Kennedy came to camp as one of the X-factors on this team, one of the reasons why the Cardinals could actually improve in 2008 instead of regress. He was one of the X-factors that the experts dismissed while writing off the Cards as hapless also-rans for ’08.

But now Kennedy is doing what he has always done. He is hitting line drives and adding steady offense in whatever role manager Tony La Russa gives him.
What he is now is the player he’s been his whole career,” La Russa observed before the team departed on their current trip. “He is now what he has been, a winning player.”

La Russa publicly challenged Kennedy to come to spring training ready to work. The team was prepared to move on without him.

Aaron Miles, a La Russa favorite, re-upped as a free agent. Energetic Brendan Ryan offered another infield option, as did well-traveled veteran D’Angelo Jimenez. Jarrett Hoffpauir loomed as a good-hitting prospect in the minors.
Kennedy had two years left on his contract, but that money wasn’t big enough to guarantee him a spot on the team. He had to earn that spot and he did.

His rejuvenation is just one of the many good stories on this team. He is the anti-Scott Rolen, a proud veteran who dug in and delivered after getting challenged by his boss.

Rolen became outraged when La Russa prodded him to do better. He demanded a trade and welcomed a move to Toronto, a far less demanding baseball environment. So what if the Blue Jays are seldom in a pennant race? Up there, Rolen will get to collect his massive paycheck in peace.

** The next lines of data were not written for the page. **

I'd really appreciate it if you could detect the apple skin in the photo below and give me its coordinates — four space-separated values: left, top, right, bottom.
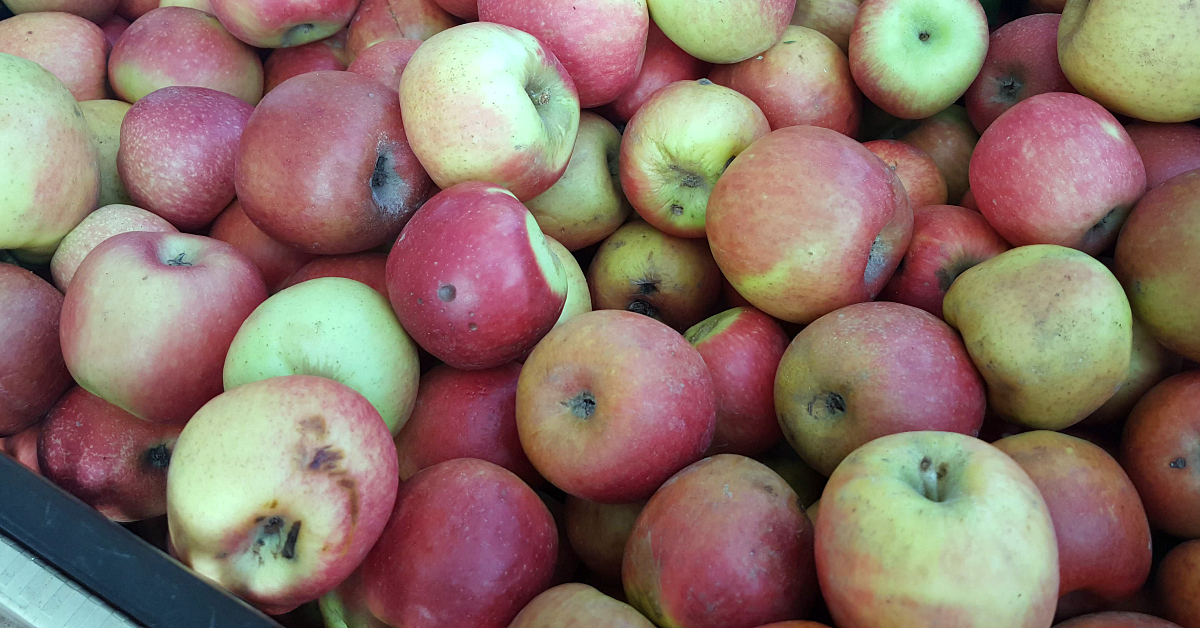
0 263 71 437
619 78 770 238
880 205 1010 318
388 181 566 369
863 139 947 210
108 6 263 104
1126 120 1200 189
167 375 400 615
362 459 558 628
234 71 430 255
706 126 912 323
50 205 179 293
60 232 266 423
509 582 654 628
37 387 184 521
587 221 721 331
964 13 1075 133
622 454 818 628
396 363 546 486
400 22 580 202
517 310 716 503
479 0 650 108
209 200 316 294
0 12 108 101
116 86 254 232
992 430 1153 599
816 431 1058 628
708 26 863 137
775 301 986 476
647 0 796 64
1118 371 1200 539
684 307 790 456
970 92 1146 255
850 0 989 120
564 495 646 584
526 112 632 251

Kennedy, by contrast, refocused and became one of his team’s pacesetters. His two hits Monday night lifted his batting average to .333. He looks like an excellent fit in the No. 2 hole, ahead of Albert Pujols, when the Cards face a righthanded starting pitcher.

Although he doesn’t offer the big-time power that La Russa likes in that spot, Kennedy can hit gap shots and use his speed on the basepaths. He can jump on those fastballs he sees hitting ahead of the National League’s most dangerous hitter.

But Kennedy still has to compete for his at-bats. Miles, who also plays shortstop and third base, is batting .308 this season. La Russa wants to keep him regularly involved as well.

And then there is Ryan, batting .321 after recovering from the side injury he suffered in spring training. He also plays shortstop and third, but La Russa can deploy Ryan at second base against lefthanded starters.

Since teams go out of their way to send lefties against the Cards, Kennedy finds himself in a platoon role despite his excellent start.

Before driving in two runs Sunday night during a 5-3 victory over the Cubs, Kennedy had batted just once since April 29.

“You have to give him extra credit because he hadn’t started in several games,” said La Russa, who went on to praise the veteran’s positive outlook.

Kennedy’s resurgence has created a nice problem for La Russa. Kennedy, Miles and now Ryan are all hitting well enough to command playing time. Some of that will come at the expense of Cesar Izturis, a liability against righthanded pitchers, but La Russa will have eager hitters on his bench at any given time.

It beats the alternative -– the grim scenario so many experts predicted for this team.